Yarll Save

Combining deep learning and reinforcement learning.

Project README

Yet Another Reinforcement Learning Library (YARLL)

Update 14/05/2021: Added PyTorch implementation of REINFORCE.
Update 11/05/2021: Added PyTorch implementation of SAC.
Update 13/04/2021: Converted DDPG to Tensorflow 2.

Status

Different algorithms have currently been implemented (in no particular order):

Advantage Actor Critic
Asynchronous Advantage Actor Critic (A3C)
Deep Deterministic Policy Gradient (DDPG)
Proximal Policy Optimization (PPO)
Soft Actor-Critic (SAC) (TF2, PyTorch)
Trust Region Policy Optimization (TRPO)
REINFORCE (TF2, PyTorch) (convolutional neural network part has not been tested yet)
Cross-Entropy Method
Q-Learning
Deep Q-Learning
Fitted Q Iteration
Sarsa with with function approximation and eligibility traces
(Sequential) knowledge transfer
Asynchronous knowledge transfer

Asynchronous Advantage Actor Critic (A3C)

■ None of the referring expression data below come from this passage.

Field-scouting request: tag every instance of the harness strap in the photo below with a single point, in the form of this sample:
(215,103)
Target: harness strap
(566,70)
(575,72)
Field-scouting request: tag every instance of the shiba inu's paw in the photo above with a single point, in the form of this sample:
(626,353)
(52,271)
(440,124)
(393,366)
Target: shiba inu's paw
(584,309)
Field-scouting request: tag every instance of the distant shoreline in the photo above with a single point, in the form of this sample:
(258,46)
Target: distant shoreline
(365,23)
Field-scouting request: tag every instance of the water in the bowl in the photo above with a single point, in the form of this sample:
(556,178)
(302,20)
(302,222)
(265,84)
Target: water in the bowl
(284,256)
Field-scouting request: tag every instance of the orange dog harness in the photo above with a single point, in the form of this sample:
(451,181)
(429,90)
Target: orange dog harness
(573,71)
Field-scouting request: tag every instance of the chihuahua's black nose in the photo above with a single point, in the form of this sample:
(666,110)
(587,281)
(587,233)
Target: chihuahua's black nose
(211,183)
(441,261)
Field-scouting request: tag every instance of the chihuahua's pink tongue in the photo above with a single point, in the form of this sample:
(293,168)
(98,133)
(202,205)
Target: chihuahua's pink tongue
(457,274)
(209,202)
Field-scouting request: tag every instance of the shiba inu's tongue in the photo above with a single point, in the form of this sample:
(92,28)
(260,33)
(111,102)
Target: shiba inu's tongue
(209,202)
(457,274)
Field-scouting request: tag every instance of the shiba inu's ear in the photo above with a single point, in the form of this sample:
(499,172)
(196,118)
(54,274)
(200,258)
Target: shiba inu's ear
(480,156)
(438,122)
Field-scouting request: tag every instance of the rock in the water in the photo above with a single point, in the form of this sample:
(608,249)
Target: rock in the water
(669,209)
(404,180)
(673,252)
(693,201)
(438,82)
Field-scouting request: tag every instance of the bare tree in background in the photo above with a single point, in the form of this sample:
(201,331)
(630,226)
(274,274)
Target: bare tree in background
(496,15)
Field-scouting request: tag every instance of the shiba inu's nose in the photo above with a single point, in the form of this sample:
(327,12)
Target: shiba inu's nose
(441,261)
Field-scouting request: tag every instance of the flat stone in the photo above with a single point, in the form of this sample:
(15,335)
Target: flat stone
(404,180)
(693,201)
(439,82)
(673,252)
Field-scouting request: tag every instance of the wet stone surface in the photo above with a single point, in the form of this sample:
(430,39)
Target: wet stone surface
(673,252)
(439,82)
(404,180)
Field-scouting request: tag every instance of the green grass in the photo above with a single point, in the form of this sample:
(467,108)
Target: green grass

The code for this algorithm can be found here. Example run after training using 16 threads for a total of 5 million timesteps on the PongDeterministic-v4 environment:

Pong example run

How to run

First, install the library using pip (you can first remove OpenCV from the setup.py file if it is already installed):


pip install yarll

To use the library on a specific branch or to use it while changing the code, you can add the path to the library to your $PYTHONPATH (e.g., in your .bashrc or .zshrc file):


export PYTHONPATH=/path/to/yarll:$PYTHONPATH

Alternatively, you can add a symlink from your site-packages to the yarll directory.

Algorithms/experiments

You can run algorithms by passing the path to an experiment specification (which is a file in json format) to main.py:


python yarll/main.py <path_to_experiment_specification>

You can see all the possible arguments by running python yarll/main.py -h.

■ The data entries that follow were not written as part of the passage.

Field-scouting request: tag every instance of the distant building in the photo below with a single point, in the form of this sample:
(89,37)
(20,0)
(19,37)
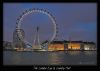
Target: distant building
(89,46)
(56,45)
(71,45)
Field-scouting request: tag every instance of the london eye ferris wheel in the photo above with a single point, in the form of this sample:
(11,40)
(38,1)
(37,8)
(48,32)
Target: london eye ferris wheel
(34,10)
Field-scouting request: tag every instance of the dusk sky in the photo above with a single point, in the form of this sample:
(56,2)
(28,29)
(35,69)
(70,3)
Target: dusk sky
(75,20)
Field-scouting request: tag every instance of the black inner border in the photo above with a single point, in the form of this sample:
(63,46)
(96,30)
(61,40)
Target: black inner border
(14,67)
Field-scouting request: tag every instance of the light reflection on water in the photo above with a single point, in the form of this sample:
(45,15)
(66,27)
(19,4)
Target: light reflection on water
(49,58)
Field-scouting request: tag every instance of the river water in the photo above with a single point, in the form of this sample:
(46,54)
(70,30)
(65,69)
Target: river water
(50,58)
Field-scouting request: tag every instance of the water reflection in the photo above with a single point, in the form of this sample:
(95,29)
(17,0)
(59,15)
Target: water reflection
(89,52)
(54,58)
(73,52)
(49,58)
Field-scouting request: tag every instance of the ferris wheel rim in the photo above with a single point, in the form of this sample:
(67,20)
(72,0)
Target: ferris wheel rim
(43,11)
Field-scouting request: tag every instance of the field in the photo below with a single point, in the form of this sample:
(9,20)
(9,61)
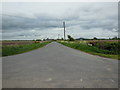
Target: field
(105,48)
(17,47)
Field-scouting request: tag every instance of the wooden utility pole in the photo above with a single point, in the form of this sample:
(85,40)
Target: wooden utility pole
(64,29)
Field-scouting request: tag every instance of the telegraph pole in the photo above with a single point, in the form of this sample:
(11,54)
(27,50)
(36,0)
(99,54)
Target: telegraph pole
(58,36)
(64,29)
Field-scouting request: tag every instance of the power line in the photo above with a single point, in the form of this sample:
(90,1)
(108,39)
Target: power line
(64,29)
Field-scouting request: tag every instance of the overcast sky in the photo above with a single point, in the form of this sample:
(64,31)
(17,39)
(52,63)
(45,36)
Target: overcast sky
(45,20)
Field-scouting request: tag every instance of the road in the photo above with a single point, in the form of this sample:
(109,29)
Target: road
(58,66)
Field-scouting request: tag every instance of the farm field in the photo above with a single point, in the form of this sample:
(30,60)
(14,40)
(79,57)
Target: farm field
(105,48)
(17,47)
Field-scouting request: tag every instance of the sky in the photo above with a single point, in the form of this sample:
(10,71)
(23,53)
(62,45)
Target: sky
(39,20)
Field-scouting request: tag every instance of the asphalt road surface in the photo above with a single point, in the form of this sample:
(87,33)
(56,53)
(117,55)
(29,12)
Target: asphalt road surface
(58,66)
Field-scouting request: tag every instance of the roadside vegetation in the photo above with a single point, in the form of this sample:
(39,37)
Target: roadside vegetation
(12,49)
(105,48)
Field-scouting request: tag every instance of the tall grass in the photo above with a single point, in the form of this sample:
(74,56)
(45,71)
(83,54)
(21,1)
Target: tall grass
(92,49)
(17,49)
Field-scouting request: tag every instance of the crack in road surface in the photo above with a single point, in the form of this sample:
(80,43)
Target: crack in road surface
(58,66)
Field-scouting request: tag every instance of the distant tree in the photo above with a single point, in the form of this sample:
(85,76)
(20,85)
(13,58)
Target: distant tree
(61,38)
(94,38)
(70,38)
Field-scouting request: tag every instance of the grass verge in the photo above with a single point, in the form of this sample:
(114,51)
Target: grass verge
(90,49)
(17,49)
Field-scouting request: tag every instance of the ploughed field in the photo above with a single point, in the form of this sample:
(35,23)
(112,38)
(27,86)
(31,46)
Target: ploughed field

Examples of experiment specifications can be found in the experiment_specs folder.

Statistics

Statistics can be plot using:


python -m yarll.misc.plot_statistics <path_to_stats>

<path_to_stats> can be one of 2 things:

A json file generated using gym.wrappers.Monitor, in case it plots the episode lengths and total reward per episode.
A directory containing TensorFlow scalar summaries for different tasks, in which case all of the found scalars are plot.

Help about other arguments (e.g. for using smoothing) can be found by executing python -m yarll.misc.plot_statistics -h.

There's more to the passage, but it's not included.